As we played and played, yearning for starship rules, we all sat down and drafted some basic ideals and rulings so we could build/buy a ship. The Omicron module was something we'd play over and over as well (and basically used as a model for starship deckplans), the first time with our own characters and then many recurring sessions with the eight pregenerated ones. We loved that one almost as much as the Volturnus trilogy, and we'd even create our own scenarios to pit the eight pregenerated characters against.


A year passed and all three of us moved away simultaneously in separate directions (our fathers were in the USAF, that being the "circumstances beyond our control") and I ended up in Las Vegas in the summer of 1983. I found a couple of guys that were AD&Ders and introduced them to SF and eventually my former group's ship rules. I began drafting my second ship for my primary character, dubbed the Volturnian Knighthawk, and no sooner than when I was done with the rudimentary deckplans I was wandering in the toy section of a department store and much to my amazement, I found this magenta colored box set with the familiar Star Frontiers font on it bearing the name "Knight Hawks". Wow, imagine the surprise of a fifteen year old kid finding such a thing bearing the same name as a ship he'd just drummed up for a campaign!

Well I snatched that up and dug into the pages that night, and introduced my group to it shortly afterwards.

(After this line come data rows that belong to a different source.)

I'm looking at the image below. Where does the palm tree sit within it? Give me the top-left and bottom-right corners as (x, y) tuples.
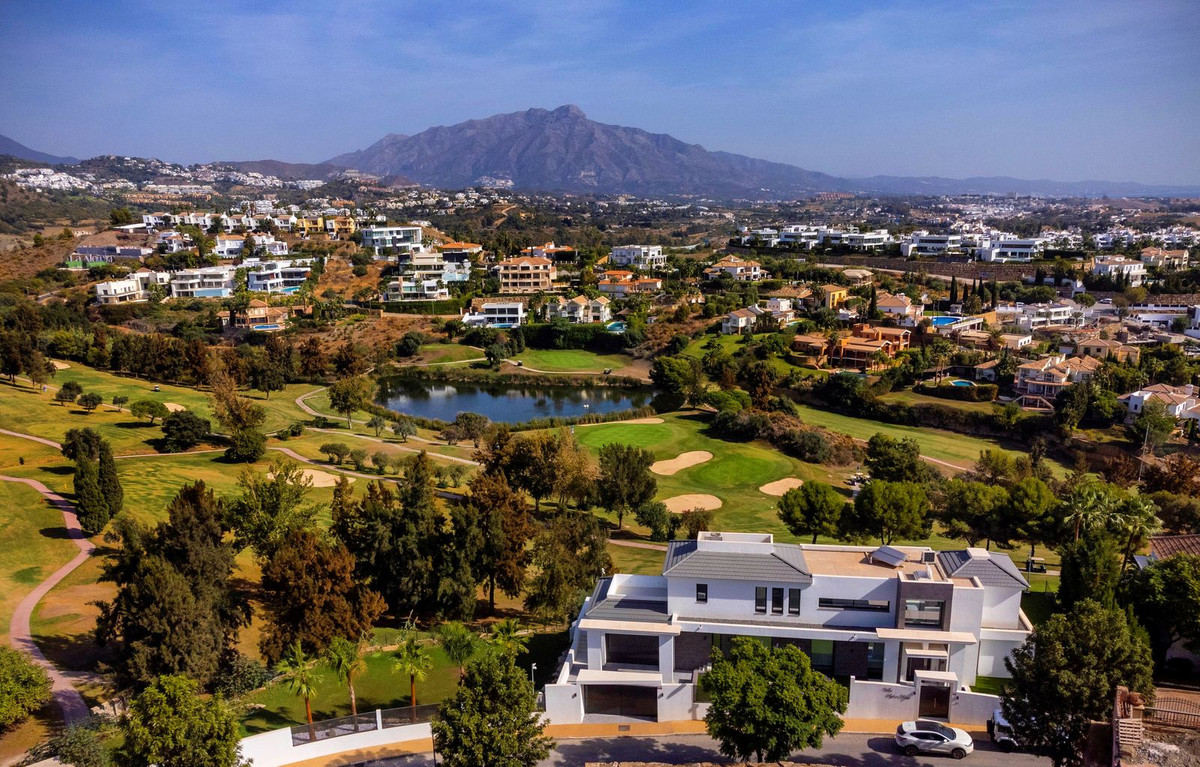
(1120, 496), (1163, 573)
(275, 640), (317, 737)
(487, 618), (529, 654)
(325, 636), (367, 717)
(392, 631), (433, 707)
(438, 621), (479, 677)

About this time that group drifted apart, the older of us enlisted into the Air Force for full active duty and the other guy moved away (damn those uncontrolled circumstances!), and my family finally moved into the neighborhood where our house was being built. I eventually found another guy that was a Star Wars nut and in a group of AD&Ders and we eventually began to play SF. That group started off six strong but was eventually down to three (seems to be a magic number for me). One of them bought some of the Traveller stuff, another picked up Car Wars...and we would drift away with those (and occassionally D&D) whenever the SF campaign got flat, but we always eventually came back to SF each time.

After high school, things began to wane in the gaming arena. I'd run into a new college friend here and there that proclaimed himself as a fellow gamer and/or Star Wars nut and if they showed interest in the game, we'd play it for a year or two on our days off. It always seemed to ressurect itself in cycles, and we'd play the hell out of it each time with each group. I have some dice that are completely rounded off from use! Funny thing, none of us in any of those groups ever heard of the West End Games Star Wars RPG, and it wasn't until recently that I began researching the stuff but alas, it's only available on E-Bay in its original form and quite pricy at that. I discovered the online SF groups around 2004 and quickly jumped in.
 
Lately the live gaming end has been stagnant once more, although the wife and I play it on occassion. My original characters from my first group, having been NPCed each time a new group "catches up" to them (or in some cases gets fast forwarded), are in their early 90s age-wise and relatively tapped out in their primary skill areas. As such, I have "offspring" second generation characters from some of them that I use with new players/groups, just to steer clear of the "ultimist" NPC associates, whom I still use on occassion making cameo appearances (they currently command a dreadnaught cruiser).


My campaign echoes the Zebulon Timeline to an extent, although I rewrote some of it so that a group of new players could play all the published modules in a 20 year period with the same characters. I rewrote the latter 30 years with a dark/alternate reality: in a nutshell an upstart dictator rises to power with the alleged assistance of at least one cult and one mega-corporation, and eventually takes over the Frontier establishing a new authoritarian order of military might. The UPF and Council of Worlds gets dissolved and loyalists are rushed into hiding, the Sathar threat is all but removed as the new order eventually discovers their homeworlds and meets their first major defeat, and they eventually leave each other alone recognizing each others' strengths in their own systems and weaknesses in the oppositions' systems. Even the pirate threat is neutralized, although piracy still occurs it isn't as common as it was under UPF charter.